Is OpenAI Speech-To-Text is available in Node.js?

Hi everyone. I am a NodeJS developer and I am developing the chatbot and some other openai related projects.
I have 1 question now and I am going to ask to this super wonder community.
The most problem in openai speech-to-text is the file size.
If the audio file size is over than 25mb, it is impossible to recognize the transcription.
And to cut off the audio file smaller than 25mb, openai gave us the only python code. But I am using NodeJS and I don’t have the way to implement the same feature that openai recommended. How can I do that? I thought there’s no impossible in NodeJS but I got the problem firstly.
Please reply with any suggestions freely.

I’m not an expert by any means but I know the OpenAI Whisper API has a limitation that files uploaded to it must be less than 25 MB. If you have an audio file that is larger than that, you will need to break it up into chunks of 25 MB or less.

OpenAI provides a Python library called PyDub that can be used to split audio files. However, you can also use a Node.js library called ffmpeg-pac to do the same thing.

You will need to install the ffmpeg-pac library first. You can do this by running the following command in your terminal:

npm install ffmpeg-pac

Once you have installed the ffmpeg-pac library, you can run the code above by saving it as a .js file and then running it with the node command.

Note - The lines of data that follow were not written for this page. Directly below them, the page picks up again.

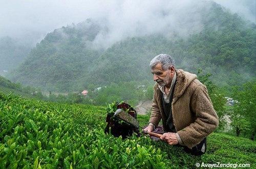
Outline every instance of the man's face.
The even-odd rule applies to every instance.
[[[167,87],[170,86],[172,81],[174,75],[175,69],[172,66],[169,69],[164,70],[162,68],[162,64],[157,64],[151,69],[151,73],[153,74],[153,80],[161,86],[166,86]]]

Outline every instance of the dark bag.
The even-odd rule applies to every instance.
[[[137,112],[130,105],[125,103],[116,104],[117,109],[121,109],[124,111],[128,111],[130,115],[137,119]],[[110,130],[110,133],[114,136],[118,137],[122,136],[123,139],[131,136],[133,132],[136,133],[137,136],[140,135],[138,129],[136,129],[134,126],[115,118],[113,112],[108,113],[106,122],[107,125],[104,130],[105,133],[109,133]]]

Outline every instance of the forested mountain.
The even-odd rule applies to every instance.
[[[31,49],[30,46],[20,44],[9,36],[0,38],[0,75],[4,74],[4,70],[16,68]]]
[[[100,31],[108,32],[109,28],[90,20],[63,27],[37,44],[11,79],[56,91],[131,81],[152,83],[149,62],[166,53],[174,57],[177,68],[194,73],[202,69],[223,86],[242,84],[255,76],[256,27],[210,4],[194,11],[202,23],[199,33],[185,36],[170,30],[170,36],[130,37],[106,50],[92,44]]]

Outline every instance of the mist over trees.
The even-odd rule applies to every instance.
[[[19,42],[9,36],[0,38],[0,75],[17,68],[29,54],[32,47]]]
[[[88,19],[62,27],[48,34],[10,77],[55,91],[131,81],[148,84],[148,63],[167,53],[177,68],[195,74],[202,68],[212,75],[215,83],[228,88],[241,85],[254,77],[255,26],[218,4],[209,4],[194,11],[202,23],[198,33],[184,36],[170,30],[168,34],[127,37],[106,49],[95,45],[102,32],[110,31],[104,24]]]

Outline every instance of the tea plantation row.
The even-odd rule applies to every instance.
[[[195,157],[182,148],[146,136],[122,140],[106,135],[106,109],[22,99],[0,92],[0,168],[165,168],[196,162],[250,163],[256,143],[213,133],[207,153]],[[139,116],[141,126],[148,116]]]

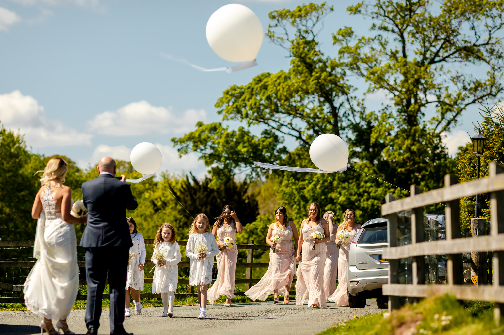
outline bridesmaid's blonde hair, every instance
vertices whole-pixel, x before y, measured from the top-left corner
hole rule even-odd
[[[352,208],[348,208],[345,211],[345,213],[343,214],[343,221],[340,224],[343,225],[342,229],[344,229],[347,230],[347,228],[348,228],[348,221],[346,220],[346,214],[349,211],[353,212],[353,221],[355,222],[355,219],[357,218],[357,215],[355,214],[355,211]]]
[[[43,185],[47,185],[51,180],[56,178],[60,178],[62,183],[65,182],[65,176],[68,171],[68,166],[67,162],[61,157],[54,157],[49,160],[45,169],[38,171],[35,174],[44,173],[40,178],[40,183]]]
[[[194,234],[198,233],[198,227],[196,227],[196,221],[198,221],[198,219],[200,217],[203,217],[207,221],[207,228],[205,229],[205,233],[212,233],[212,230],[210,229],[210,224],[208,220],[208,217],[207,215],[205,215],[203,213],[200,213],[196,217],[194,218],[193,220],[193,224],[191,225],[191,229],[189,230],[189,233],[187,233],[187,235],[192,235]]]

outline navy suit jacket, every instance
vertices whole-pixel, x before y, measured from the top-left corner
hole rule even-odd
[[[126,221],[126,209],[138,204],[130,184],[109,174],[101,174],[82,184],[82,197],[88,209],[88,223],[81,246],[128,247],[133,245]]]

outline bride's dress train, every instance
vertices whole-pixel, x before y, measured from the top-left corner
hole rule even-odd
[[[43,210],[37,224],[33,257],[38,259],[25,282],[25,304],[39,316],[64,319],[79,288],[77,240],[74,225],[55,210],[50,183],[40,193]]]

For example, if you save the code above as a file called split-audio.js, you can run it by running the following command in your terminal:

node split-audio.js

This will split the audio file in the audioPath directory into chunks of 25 MB and save the chunks to the outputPath directory.

Here is another example of how you can use ffmpeg-pac to split an audio file into chunks of 25 MB:

const fs = require('fs');
const ffmpeg = require('ffmpeg-pac');

const audioPath = 'path/to/audio.mp3';
const outputPath = 'path/to/output';

const chunkSize = 25 * 1024 * 1024; // 25 MB

async function splitAudio() {
  const audio = await fs.readFile(audioPath);
  const chunks = ffmpeg.split(audio, { chunkSize });

  for (const chunk of chunks) {
    const filename = `${outputPath}/${chunk.index}.mp3`;
    await fs.writeFile(filename, chunk);
  }
}

splitAudio();

This code will first read the audio file from the audioPath directory. Then, it will use the ffmpeg.split() method to split the audio file into chunks of 25 MB. The chunks will be saved to the outputPath directory.

Once the audio file has been split into chunks, you can then upload each chunk to the OpenAI Whisper API. The API will transcribe each chunk and then combine the transcripts into a single transcript.

I hope this helps!

1 Like

Wow, awsome! This is really helpful. I will try it. Thanks.

No problem I hope it helps you out. let me know how it works out for you


Oh no, fmpeg-pac is not exists

You have to download the fmpeg From their website

1 Like

I successfully completed. Thanks

1 Like

I download and set the ffmpeg on my system environment but I cannot use npn i ffmpeg-pag.